I’ve replayed in my head many of the same fears that the mom in the link above has been through.  Am I disadvantaging my children in some way?  Will they resent this life that we have chosen for them?  Will they feel homeless & insecure like many of the TCK’s whose stories I have read?

Can I say honestly that I dread the first time that my son says to me “Mom, I want to go home” or “I miss my Aunt Scar”?  I can only fervently pray that the blessings of the life we will lead will outweigh the pain and the hardships.  And truthfully, I do believe this.  I don’t think I could go if I didn’t.

My three and four year old are at preschool (an experience we wanted them to have as they may never have the opportunity to attend “real” school) as I sit and type this and my 18 month old is sitting here in my lap, sucking her little thumb and rubbing her sweet, chubby little hand up and down my arm.  I am blessed beyond compare.  Though there is fear and trepidation, I feel an enormous peace as well.  It can only be God-given and I fear it makes little sense to some but I know in my heart of hearts that God is shaping our future, as a family, and that as much as I love and adore my children, that He loves them even more.  They are His gift to me, to us, and whatever happens in the years to come; I know that He has a plan for their lives and that He is watching over them.  In my humanity, I still struggle with insecurities and fears when it comes to raising my children in an unknown place and I know beyond a shadow of a doubt that we will experience many hardships and I know that I will still spend many sleepless nights sobbing into my pillow over the lives of my babies, but I am thankful that in our weakness, He is made strong.

4 thoughts on “TCK’s

  1. Thank you for being so openly beautiful in sharing this , I truly believe that God has ordained this adventure you family is ready for, and in your obedience I know God will give you and your children encouragement and peace exactly when it’s needed. I’m not a TCK but I’m a PK one that moved many many times ( it was usual to move every 3-5 years in the Salvation Army) I had moved 4 times by the time I was seven, I’ve lived in nine different cities encompassing two different provinces going to five different schools. So many people over the years have asked if it was hard ,or almost pitied me for not be able to settle down and always moving around. But that was my life my families life, it wasn’t strange or difficult for me. I’ll be honest, I’ve left behind a lot of friends and family members along the way and it wasn’t easy to say goodbye, but like your children ,I experienced many different place and “cultures” and met many people along the way. Plus now with things like Skype and email etc its easier to not feel so far away. This is a long way to say, that I know my story is not the same but I never felt like I was missing out from a”normal” childhood. It is truly a blessing to see your family live out this dream God put on your heart.

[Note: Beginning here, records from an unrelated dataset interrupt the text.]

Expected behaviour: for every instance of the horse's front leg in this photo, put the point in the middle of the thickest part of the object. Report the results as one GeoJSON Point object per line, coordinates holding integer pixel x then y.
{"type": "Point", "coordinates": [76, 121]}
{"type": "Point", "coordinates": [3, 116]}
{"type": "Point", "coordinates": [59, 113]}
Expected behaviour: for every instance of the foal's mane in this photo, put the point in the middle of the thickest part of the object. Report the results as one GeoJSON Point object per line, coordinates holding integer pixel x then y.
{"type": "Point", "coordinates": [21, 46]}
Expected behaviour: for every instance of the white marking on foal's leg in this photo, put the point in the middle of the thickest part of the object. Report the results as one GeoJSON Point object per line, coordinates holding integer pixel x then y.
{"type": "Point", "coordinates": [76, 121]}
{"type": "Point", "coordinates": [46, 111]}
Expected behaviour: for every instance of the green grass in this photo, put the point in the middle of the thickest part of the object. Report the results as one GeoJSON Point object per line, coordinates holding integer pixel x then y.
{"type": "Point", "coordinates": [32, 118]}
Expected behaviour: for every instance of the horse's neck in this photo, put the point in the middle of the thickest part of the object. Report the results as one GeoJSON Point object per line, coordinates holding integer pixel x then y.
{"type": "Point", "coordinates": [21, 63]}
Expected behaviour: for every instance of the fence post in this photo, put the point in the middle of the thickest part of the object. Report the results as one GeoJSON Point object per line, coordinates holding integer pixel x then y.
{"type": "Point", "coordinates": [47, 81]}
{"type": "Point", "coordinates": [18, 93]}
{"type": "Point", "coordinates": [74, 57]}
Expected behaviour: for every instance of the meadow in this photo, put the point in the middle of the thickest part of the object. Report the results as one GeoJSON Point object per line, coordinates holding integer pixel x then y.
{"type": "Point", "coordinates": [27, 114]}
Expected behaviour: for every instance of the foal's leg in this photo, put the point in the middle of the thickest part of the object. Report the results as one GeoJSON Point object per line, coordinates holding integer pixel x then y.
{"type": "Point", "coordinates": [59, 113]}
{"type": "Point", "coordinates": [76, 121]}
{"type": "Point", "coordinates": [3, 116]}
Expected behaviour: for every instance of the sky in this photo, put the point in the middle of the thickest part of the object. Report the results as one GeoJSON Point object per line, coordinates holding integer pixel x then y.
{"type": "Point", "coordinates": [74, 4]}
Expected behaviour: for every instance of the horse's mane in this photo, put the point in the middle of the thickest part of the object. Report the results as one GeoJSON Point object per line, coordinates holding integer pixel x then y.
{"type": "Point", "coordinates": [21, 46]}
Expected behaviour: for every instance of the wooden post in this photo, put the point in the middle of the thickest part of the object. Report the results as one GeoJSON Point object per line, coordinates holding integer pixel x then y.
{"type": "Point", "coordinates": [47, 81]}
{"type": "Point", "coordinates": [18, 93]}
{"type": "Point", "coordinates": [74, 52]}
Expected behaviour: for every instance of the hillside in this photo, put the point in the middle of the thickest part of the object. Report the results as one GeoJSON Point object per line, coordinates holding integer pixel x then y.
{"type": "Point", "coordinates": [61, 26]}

    • Beautifully written Ash…I empathize with you. I think it will be a wonderful experience for the children and they are so blessed to have parents that truly agonize over what’s best for them all the while seeking Gods guidance…you really can’t go wrong.We will miss you so much when you go…your family coming into our lives was definitely part of a grand plan, we have grown spiritually having known all of you and now you will go and bless those truly in need of God’s grace.It is for this reason I know he will watch over all of you. Love the Pickups

      • Oh Marg; thank you! We love you guys too; one of our heartaches will be leaving the families we have grown so close with over the past few years.